Toutes ces personnes ont une vision très large du domaine informatique, intégrant « computer science », communication, automatique, traitement du signal, robotique. En bref, tout ce qui est traitement programmable, ce qui intègre donc également l’électronique numérique. Cette vue large n’est à mon avis pas du tout intégrée au sein de l’Institut Télécom.

Pour plus de détails Annie Gravey a pris des notes sous forme de MindMap :

Tous insistent sur la nécessité de rigueur, d’abstraction, de travail en groupe, d’aborder de vrais problèmes. Tout cela s’articule autour de la notion de projet (que l’on traduira en termes informatique par génie logiciel ?) et d’approche système (et de passage à différents niveaux d’abstraction des systèmes).

Jeannette M. Wing et Gérard Berry nous rappellent douloureusement le manque de formation à l’informatique, même en tant qu’outil (bien que eux parlent de formation à la science informatique) dans l’éducation française. Il y a là un vrai chantier dormant, qui se combine avec la nécessité de revaloriser les sciences auprès de nos jeunes.

Gérard Berry nomme le concept de schéma mental. Il est intéressant de constater qu’entre un Bourdoncle, gourou de l’Internet et un Sifakis, champion des systèmes critiques, ce schéma diffère sensiblement. Et nos élèves peuvent potentiellement travailler dans ces domaines, et bien d’autres. Pour moi, cela signifie qu’il est préférable de permettre à nos élèves de se construire leur schéma (qui peut/doit être varié) plutôt que de chercher à couvrir tous les aspects de notre discipline.

Quant au « cœur » des connaissances en informatique, seul Berry donne une liste : que veut dire numériser (son, image …), quels sont les paradigmes du calcul (lambda calcul, séquentiel, les différents parallélismes), fondements des raisonnements sur les programmes (actuellement les algorithmes aléatoires). Il est d’ailleurs le seul à oser le faire, pour les autres cela dépend.
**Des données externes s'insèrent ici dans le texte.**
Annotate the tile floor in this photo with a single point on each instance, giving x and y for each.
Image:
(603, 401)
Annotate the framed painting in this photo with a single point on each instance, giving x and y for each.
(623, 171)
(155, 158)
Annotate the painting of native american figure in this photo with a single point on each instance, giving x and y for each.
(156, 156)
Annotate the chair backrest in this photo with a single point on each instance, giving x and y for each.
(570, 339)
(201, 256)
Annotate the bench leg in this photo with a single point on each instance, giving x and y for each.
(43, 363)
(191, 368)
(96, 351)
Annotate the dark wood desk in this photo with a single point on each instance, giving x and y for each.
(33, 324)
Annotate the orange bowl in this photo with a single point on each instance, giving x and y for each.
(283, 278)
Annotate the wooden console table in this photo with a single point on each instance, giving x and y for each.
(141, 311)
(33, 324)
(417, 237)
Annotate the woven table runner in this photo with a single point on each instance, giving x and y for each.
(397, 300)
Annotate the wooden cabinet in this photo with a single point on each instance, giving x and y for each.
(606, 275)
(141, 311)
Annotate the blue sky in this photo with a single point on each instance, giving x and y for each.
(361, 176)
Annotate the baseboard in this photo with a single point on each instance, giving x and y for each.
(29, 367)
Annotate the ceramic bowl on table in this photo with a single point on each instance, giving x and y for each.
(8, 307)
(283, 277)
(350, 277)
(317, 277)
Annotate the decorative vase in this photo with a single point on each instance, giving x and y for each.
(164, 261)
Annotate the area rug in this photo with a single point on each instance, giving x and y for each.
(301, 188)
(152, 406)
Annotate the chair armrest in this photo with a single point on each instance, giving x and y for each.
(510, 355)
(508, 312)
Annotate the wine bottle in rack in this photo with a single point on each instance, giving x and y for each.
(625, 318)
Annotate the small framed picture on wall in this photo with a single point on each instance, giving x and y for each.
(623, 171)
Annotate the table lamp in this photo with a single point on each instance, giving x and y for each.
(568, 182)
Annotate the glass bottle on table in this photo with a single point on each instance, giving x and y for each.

Finalement, ce sont bien les compétences transverses : gérer un projet, les approches systèmes pouvoir comprendre les usages, pouvoir communiquer, avoir du plaisir à apprendre et apprendre à apprendre qui sont les éléments qui font le plus consensus en termes de besoins. Tous ces aspects sont forcément à intégrer dans une formation au XXIème siècle.